In this post, I want to show you a few ways how you can save your datasets in R. Maybe, this seems like a dumb question to you. But after giving quite a few R courses mainly – but not only – for R beginners, I came to acknowledge that the answer to this question is not obvious and the different possibilites can be confusing. In this post, I want to give an overview over the different alternatives and also state my opinion which way is the best in which situation.

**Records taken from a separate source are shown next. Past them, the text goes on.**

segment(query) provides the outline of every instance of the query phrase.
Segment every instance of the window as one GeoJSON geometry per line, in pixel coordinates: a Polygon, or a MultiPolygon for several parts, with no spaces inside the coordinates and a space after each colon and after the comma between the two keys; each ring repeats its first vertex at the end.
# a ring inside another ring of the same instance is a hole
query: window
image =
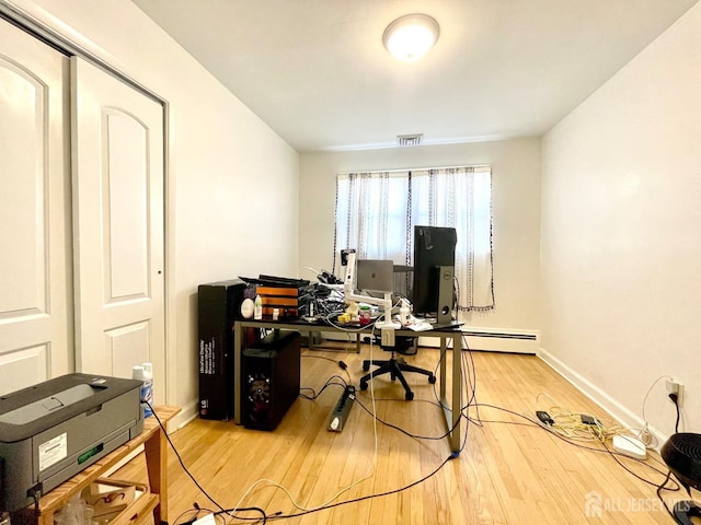
{"type": "Polygon", "coordinates": [[[411,266],[414,225],[457,230],[458,307],[494,308],[491,167],[338,175],[334,271],[344,248],[411,266]]]}

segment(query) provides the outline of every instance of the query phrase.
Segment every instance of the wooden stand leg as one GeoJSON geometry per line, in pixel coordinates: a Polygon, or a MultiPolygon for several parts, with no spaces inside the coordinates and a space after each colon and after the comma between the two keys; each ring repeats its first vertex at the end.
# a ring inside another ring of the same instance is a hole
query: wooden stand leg
{"type": "Polygon", "coordinates": [[[143,443],[146,468],[149,474],[151,492],[159,495],[159,503],[153,509],[154,525],[168,524],[168,485],[165,470],[168,469],[165,433],[159,429],[143,443]]]}

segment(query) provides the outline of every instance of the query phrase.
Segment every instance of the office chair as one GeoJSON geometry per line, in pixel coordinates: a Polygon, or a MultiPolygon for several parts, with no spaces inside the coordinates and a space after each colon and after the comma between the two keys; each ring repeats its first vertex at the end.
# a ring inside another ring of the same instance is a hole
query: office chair
{"type": "MultiPolygon", "coordinates": [[[[376,340],[379,340],[379,339],[380,339],[379,336],[376,336],[376,340]]],[[[363,361],[364,372],[368,372],[370,370],[370,365],[375,365],[379,368],[374,370],[369,374],[364,375],[360,378],[360,389],[367,390],[368,381],[370,381],[372,377],[377,377],[378,375],[383,375],[383,374],[390,374],[390,377],[392,378],[392,381],[394,380],[400,381],[400,383],[404,387],[404,398],[407,401],[411,401],[412,399],[414,399],[414,393],[409,387],[409,383],[406,383],[406,378],[404,377],[404,374],[402,372],[413,372],[416,374],[423,374],[428,376],[428,383],[430,384],[436,383],[436,376],[434,375],[433,372],[428,370],[420,369],[417,366],[413,366],[409,364],[406,361],[404,361],[404,358],[397,355],[397,353],[401,353],[404,355],[415,354],[416,353],[414,349],[415,342],[416,342],[415,337],[398,336],[395,338],[393,347],[384,347],[380,345],[382,350],[392,352],[391,357],[388,360],[363,361]]]]}

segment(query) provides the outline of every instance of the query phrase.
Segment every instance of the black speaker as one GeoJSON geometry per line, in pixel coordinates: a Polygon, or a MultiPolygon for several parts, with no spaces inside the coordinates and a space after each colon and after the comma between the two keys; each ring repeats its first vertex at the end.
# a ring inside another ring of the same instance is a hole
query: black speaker
{"type": "Polygon", "coordinates": [[[301,337],[274,330],[243,350],[241,420],[246,429],[275,430],[299,396],[301,337]]]}
{"type": "Polygon", "coordinates": [[[233,418],[233,322],[241,318],[248,288],[242,280],[232,279],[200,284],[197,289],[203,419],[233,418]]]}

Why would you want to know that?

Well, there are quite a few tutorials out there on how to read data into R. RStudio even has a special button for this in the ‘Environment’ tab – it’s labelled ‘Import Dataset’. But there is no button and also fewer tutorials on saving data. That’s strange, isn’t it? If you import your data, you might do some (sometimes lengthy) manipulation, aggregation, selection and other stuff. If all that stuff takes several minutes (or even longer), you might not want to do it everytime you are working with the data. So, you might want to save your dataset at a stage that’s pre-analyses but post-processing (where ‘processing’ might include cleaning, manipulating, calculating new variables, merging, selecting, aggregating and lots of other stuff).

What are we going to do?

I will show you the following ways of saving or exporting your data from R:

  • Saving it as an R object with the functions save() and saveRDS()
  • Saving it as a CSV file with write.table() or fwrite()
  • Exporting it to an Excel file with WriteXLS()

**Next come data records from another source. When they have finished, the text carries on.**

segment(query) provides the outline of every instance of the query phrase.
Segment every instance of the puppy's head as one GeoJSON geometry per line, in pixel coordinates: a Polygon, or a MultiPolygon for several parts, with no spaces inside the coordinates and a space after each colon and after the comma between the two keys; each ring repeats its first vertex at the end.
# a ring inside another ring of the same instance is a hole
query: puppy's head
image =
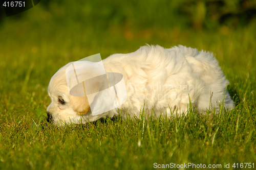
{"type": "MultiPolygon", "coordinates": [[[[74,96],[70,94],[67,83],[66,70],[72,63],[61,68],[51,79],[48,86],[48,94],[51,103],[47,107],[48,119],[56,126],[65,123],[86,123],[95,120],[90,110],[90,105],[86,96],[74,96]]],[[[83,76],[86,76],[84,72],[83,76]]],[[[90,82],[92,90],[98,91],[101,84],[100,80],[90,82]]],[[[84,91],[85,92],[85,91],[84,91]]]]}

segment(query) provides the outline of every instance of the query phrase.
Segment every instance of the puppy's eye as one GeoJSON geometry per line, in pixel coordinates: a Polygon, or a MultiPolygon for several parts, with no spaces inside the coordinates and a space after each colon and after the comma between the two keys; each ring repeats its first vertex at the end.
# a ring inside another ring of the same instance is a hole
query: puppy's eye
{"type": "Polygon", "coordinates": [[[61,97],[59,96],[59,102],[62,105],[65,104],[65,101],[61,97]]]}

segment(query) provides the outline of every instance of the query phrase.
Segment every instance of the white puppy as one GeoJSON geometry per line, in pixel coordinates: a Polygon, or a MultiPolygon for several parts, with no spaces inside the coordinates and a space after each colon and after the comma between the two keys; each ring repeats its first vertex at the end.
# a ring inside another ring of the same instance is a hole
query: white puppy
{"type": "MultiPolygon", "coordinates": [[[[228,92],[225,94],[228,81],[212,53],[182,45],[168,49],[147,45],[134,53],[112,55],[102,61],[106,72],[123,76],[126,101],[114,109],[93,115],[86,96],[69,93],[65,71],[71,62],[61,68],[49,85],[52,102],[47,114],[55,125],[84,124],[120,114],[124,119],[127,113],[139,117],[143,108],[146,115],[169,117],[174,110],[178,114],[186,114],[189,100],[200,113],[210,106],[218,110],[224,98],[226,108],[234,106],[228,92]]],[[[100,88],[100,80],[91,85],[100,88]]]]}

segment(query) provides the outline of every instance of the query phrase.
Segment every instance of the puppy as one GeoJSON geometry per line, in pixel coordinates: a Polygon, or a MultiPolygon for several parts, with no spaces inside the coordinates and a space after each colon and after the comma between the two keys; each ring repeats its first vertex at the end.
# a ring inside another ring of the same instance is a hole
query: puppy
{"type": "MultiPolygon", "coordinates": [[[[85,124],[120,114],[123,119],[127,113],[139,117],[143,108],[146,115],[165,117],[167,114],[169,117],[173,110],[178,115],[186,114],[189,101],[200,113],[213,108],[219,110],[223,99],[226,108],[233,107],[228,92],[225,93],[228,81],[209,52],[182,45],[170,48],[146,45],[133,53],[112,55],[102,62],[106,72],[123,75],[125,102],[114,109],[93,115],[86,96],[70,94],[66,70],[73,63],[71,62],[53,75],[49,85],[52,102],[47,114],[54,125],[85,124]]],[[[101,83],[96,80],[90,85],[99,88],[103,85],[101,83]]]]}

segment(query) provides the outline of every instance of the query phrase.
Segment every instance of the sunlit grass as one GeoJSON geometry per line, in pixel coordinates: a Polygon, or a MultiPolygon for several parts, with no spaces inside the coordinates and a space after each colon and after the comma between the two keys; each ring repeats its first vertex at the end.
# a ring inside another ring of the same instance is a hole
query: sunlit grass
{"type": "MultiPolygon", "coordinates": [[[[34,10],[31,14],[38,16],[46,12],[34,10]]],[[[42,20],[8,19],[0,30],[1,169],[148,169],[154,163],[172,162],[256,166],[255,25],[209,32],[61,27],[42,20]],[[82,127],[46,124],[32,130],[36,108],[46,109],[50,102],[50,79],[61,66],[99,53],[105,58],[132,52],[146,43],[213,52],[229,81],[236,108],[220,116],[190,111],[169,119],[117,117],[82,127]]]]}

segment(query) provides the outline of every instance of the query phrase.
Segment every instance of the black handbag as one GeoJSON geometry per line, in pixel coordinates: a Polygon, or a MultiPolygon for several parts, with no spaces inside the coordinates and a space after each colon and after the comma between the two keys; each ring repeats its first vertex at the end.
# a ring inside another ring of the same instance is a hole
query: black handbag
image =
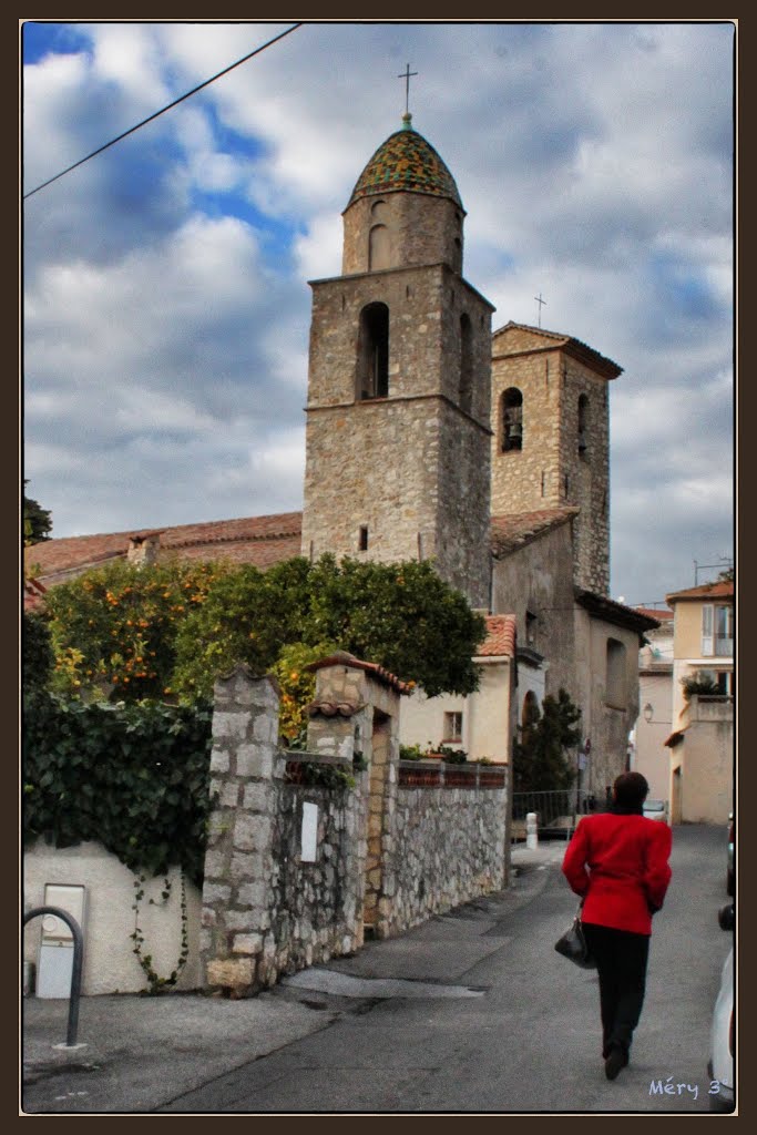
{"type": "Polygon", "coordinates": [[[581,925],[581,908],[579,907],[573,924],[566,930],[562,938],[555,942],[555,950],[562,953],[569,961],[575,962],[581,969],[596,969],[597,962],[591,957],[591,951],[587,944],[583,926],[581,925]]]}

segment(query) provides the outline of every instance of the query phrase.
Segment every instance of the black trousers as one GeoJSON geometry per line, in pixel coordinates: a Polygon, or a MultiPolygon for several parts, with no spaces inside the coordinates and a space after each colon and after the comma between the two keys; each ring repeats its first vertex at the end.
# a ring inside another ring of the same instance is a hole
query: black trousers
{"type": "Polygon", "coordinates": [[[617,1045],[628,1056],[644,1006],[649,938],[594,923],[582,925],[599,975],[602,1054],[606,1058],[617,1045]]]}

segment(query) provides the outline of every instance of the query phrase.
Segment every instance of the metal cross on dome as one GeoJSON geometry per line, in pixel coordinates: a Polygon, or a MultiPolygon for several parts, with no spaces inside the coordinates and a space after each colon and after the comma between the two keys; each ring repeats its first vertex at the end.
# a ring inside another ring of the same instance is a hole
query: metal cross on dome
{"type": "Polygon", "coordinates": [[[397,75],[397,78],[404,78],[405,81],[405,114],[410,114],[410,78],[412,75],[418,75],[418,72],[411,72],[410,64],[405,64],[405,70],[402,75],[397,75]]]}

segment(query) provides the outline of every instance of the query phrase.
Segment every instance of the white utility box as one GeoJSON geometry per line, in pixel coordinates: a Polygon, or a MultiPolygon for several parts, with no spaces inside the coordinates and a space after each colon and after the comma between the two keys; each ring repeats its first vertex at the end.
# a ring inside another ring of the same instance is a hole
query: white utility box
{"type": "MultiPolygon", "coordinates": [[[[45,883],[42,906],[60,907],[72,915],[84,934],[86,892],[83,886],[45,883]]],[[[40,961],[36,968],[36,995],[50,1000],[67,998],[74,970],[74,935],[56,915],[42,915],[40,961]]]]}

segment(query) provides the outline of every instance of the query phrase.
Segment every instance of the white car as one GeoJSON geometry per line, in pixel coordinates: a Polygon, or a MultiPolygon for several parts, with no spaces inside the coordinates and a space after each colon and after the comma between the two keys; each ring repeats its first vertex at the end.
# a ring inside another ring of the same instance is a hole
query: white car
{"type": "MultiPolygon", "coordinates": [[[[718,915],[723,930],[733,930],[733,905],[723,907],[718,915]]],[[[715,1001],[713,1024],[709,1034],[709,1107],[712,1111],[733,1111],[733,1050],[735,1040],[735,1017],[733,1007],[733,948],[723,962],[721,987],[715,1001]]]]}

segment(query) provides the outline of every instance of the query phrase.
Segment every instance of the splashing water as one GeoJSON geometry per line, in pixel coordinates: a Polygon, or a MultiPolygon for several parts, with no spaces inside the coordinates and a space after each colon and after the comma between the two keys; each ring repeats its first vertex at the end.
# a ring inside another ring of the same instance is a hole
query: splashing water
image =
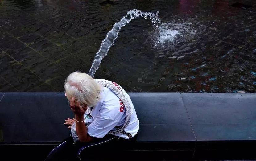
{"type": "Polygon", "coordinates": [[[160,19],[158,18],[159,13],[158,11],[155,14],[151,12],[143,12],[136,9],[128,11],[126,15],[121,19],[120,21],[114,24],[112,29],[107,34],[106,37],[102,41],[99,49],[96,54],[96,56],[93,62],[88,74],[92,77],[94,76],[96,71],[99,68],[102,59],[107,54],[109,48],[117,37],[121,27],[125,26],[134,18],[140,17],[144,17],[145,19],[149,17],[153,23],[156,23],[156,26],[158,27],[157,24],[161,22],[160,19]]]}
{"type": "Polygon", "coordinates": [[[179,33],[176,30],[171,30],[163,26],[159,27],[159,35],[157,37],[157,41],[155,45],[155,46],[159,43],[163,46],[165,43],[172,41],[179,33]]]}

For me, these options cover at least 90% of the stuff I have to do at work. So I hope that it’ll work for you, too.

Preparation: Load some data

I will use some fairly (but not very) large dataset from the car package. The dataset is called MplsStops and holds information about stops made by the Minneapolis Police Department in 2017. Of course, you can access this dataset by installing and loading the car package and typing MplsStops. However, I want to simulate a more typical workflow here. Namely, loading a dataset from your disk (I will load it over the WWW). The dataset is also available from GitHub:

data <- read.table("https://vincentarelbundock.github.io/Rdatasets/csv/carData/MplsStops.csv",
                   sep = ",", header = T,
                   row.names = 1)
scroll_box(kable(head(data), row.names = F),
           width = "100%", height = "300px")
idNum date problem MDC citationIssued personSearch vehicleSearch preRace race gender lat long policePrecinct neighborhood
17-000003 2017-01-01 00:00:42 suspicious MDC NA NO NO Unknown Unknown Unknown 44.96662 -93.24646 1 Cedar Riverside
17-000007 2017-01-01 00:03:07 suspicious MDC NA NO NO Unknown Unknown Male 44.98045 -93.27134 1 Downtown West
17-000073 2017-01-01 00:23:15 traffic MDC NA NO NO Unknown White Female 44.94835 -93.27538 5 Whittier
17-000092 2017-01-01 00:33:48 suspicious MDC NA NO NO Unknown East African Male 44.94836 -93.28135 5 Whittier
17-000098 2017-01-01 00:37:58 traffic MDC NA NO NO Unknown White Female 44.97908 -93.26208 1 Downtown West
17-000111 2017-01-01 00:46:48 traffic MDC NA NO NO Unknown East African Male 44.98054 -93.26363 1 Downtown West

We now have a dataset with over 50,000 rows (you can scroll through the first 6 of them in the box above) and 14 variables in our global environment (the ‘workspace’). Just for the sake of simulating a real workflow, I will do some very light data manipulation. Here, I’m assigning a new column data$gender.not.known which is TRUE whenever data$gender is "Unknown" or NA.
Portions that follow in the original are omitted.